No, recycling centers don’t want that nasty thing. Throw it out.
- Water bottle caps. Again, some recycling centers don’t mind these caps. But since they’re made of a different type of plastic than the bottles themselves, you should take the caps off of them before putting them in a recycling bin just to be safe.
- Aerosol cans. It’s true that many types of scrap metal can be recycled, but the metal in aerosol cans is always assumed to be contaminated with whatever chemicals were put inside them. So just throw these cans in the trash.
- Ceramics. Coffee mugs, cereal bowls, plates, flower pots, and other ceramic items cannot be broken down and recycled. But you may be able to reuse them for other purposes.

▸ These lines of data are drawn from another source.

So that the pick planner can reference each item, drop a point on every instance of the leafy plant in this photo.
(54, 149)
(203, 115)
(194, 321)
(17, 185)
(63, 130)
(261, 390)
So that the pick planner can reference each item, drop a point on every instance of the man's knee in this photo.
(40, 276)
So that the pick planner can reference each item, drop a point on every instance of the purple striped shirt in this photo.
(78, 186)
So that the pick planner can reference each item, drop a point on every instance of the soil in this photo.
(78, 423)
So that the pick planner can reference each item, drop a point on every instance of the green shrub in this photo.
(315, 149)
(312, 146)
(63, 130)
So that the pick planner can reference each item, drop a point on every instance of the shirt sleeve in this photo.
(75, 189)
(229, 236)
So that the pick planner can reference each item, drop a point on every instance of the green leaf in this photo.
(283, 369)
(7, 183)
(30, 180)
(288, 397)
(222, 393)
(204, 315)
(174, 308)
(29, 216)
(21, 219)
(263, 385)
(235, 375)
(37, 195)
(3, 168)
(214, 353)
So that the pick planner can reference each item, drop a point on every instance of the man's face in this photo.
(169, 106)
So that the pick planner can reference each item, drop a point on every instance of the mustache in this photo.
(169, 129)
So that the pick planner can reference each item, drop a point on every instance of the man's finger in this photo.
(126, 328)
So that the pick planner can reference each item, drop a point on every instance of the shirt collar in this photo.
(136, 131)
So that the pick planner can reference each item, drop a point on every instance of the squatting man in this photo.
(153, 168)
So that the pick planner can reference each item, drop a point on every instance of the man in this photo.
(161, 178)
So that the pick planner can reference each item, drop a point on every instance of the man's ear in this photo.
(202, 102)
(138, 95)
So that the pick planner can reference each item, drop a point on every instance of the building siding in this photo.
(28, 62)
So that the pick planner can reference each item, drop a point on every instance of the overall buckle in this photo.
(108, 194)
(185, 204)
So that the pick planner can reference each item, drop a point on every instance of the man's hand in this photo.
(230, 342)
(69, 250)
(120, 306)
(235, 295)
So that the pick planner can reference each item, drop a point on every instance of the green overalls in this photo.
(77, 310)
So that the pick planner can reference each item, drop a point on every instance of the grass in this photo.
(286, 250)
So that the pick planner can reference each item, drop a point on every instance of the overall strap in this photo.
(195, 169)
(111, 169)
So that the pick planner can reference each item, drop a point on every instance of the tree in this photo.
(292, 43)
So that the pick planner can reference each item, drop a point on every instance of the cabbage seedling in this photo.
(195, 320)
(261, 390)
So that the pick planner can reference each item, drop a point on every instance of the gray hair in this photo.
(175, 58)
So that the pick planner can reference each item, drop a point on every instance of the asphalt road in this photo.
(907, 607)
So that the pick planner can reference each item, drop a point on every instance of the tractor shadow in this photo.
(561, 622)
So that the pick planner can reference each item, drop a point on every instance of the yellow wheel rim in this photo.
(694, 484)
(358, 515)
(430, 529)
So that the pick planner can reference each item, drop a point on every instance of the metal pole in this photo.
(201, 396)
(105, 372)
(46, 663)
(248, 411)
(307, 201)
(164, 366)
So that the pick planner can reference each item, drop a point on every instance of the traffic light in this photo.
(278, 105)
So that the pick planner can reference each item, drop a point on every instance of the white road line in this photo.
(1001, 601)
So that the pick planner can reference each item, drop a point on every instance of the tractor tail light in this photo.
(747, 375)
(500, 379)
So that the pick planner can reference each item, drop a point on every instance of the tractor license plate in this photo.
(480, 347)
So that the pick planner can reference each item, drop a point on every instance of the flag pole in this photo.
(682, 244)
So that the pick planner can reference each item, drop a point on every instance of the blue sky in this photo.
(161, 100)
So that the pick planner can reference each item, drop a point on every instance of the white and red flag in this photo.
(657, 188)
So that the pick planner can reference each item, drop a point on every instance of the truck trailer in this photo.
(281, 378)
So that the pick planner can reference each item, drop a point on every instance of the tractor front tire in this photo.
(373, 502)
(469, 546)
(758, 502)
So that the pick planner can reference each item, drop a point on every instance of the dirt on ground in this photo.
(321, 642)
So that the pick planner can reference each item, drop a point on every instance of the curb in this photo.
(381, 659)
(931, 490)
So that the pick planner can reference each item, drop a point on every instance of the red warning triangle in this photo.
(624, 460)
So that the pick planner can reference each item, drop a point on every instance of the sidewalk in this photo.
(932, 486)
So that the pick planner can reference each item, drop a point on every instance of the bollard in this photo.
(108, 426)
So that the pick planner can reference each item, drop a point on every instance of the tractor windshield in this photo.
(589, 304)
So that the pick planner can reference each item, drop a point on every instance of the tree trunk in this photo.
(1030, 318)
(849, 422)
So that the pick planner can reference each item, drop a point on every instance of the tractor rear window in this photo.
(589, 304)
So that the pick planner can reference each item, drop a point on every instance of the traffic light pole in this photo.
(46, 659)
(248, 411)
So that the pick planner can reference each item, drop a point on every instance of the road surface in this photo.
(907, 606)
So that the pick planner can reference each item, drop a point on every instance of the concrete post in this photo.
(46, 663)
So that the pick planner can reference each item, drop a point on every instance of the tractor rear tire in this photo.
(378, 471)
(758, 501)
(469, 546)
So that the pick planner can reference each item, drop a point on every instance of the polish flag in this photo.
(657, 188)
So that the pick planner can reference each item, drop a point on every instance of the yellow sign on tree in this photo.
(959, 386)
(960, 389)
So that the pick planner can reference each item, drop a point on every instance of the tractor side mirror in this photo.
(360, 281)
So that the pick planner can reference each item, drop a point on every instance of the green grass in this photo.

- CFL light bulbs. They’re eco-friendly because they use less energy to power them. But since they contain a small amount of mercury, they should never be placed in a general recycling bin (although some places do recycle CFL bulbs specifically).
- Batteries. Some alkaline batteries can be taken to electronics centers for recycling. But this process is much different than the one used by general recycling machinery, so keep batteries out of recycling containers.
- Plastic bags. This kind of plastic is not recyclable. Worse, these bags tend to clog the mechanisms in the recycling machines and even shut these plants down in order to extricate them.
You probably have nothing but the best of intentions when it comes to recycling. But if you include non-recyclable items along with those which can be recycled, you may be doing more harm than good.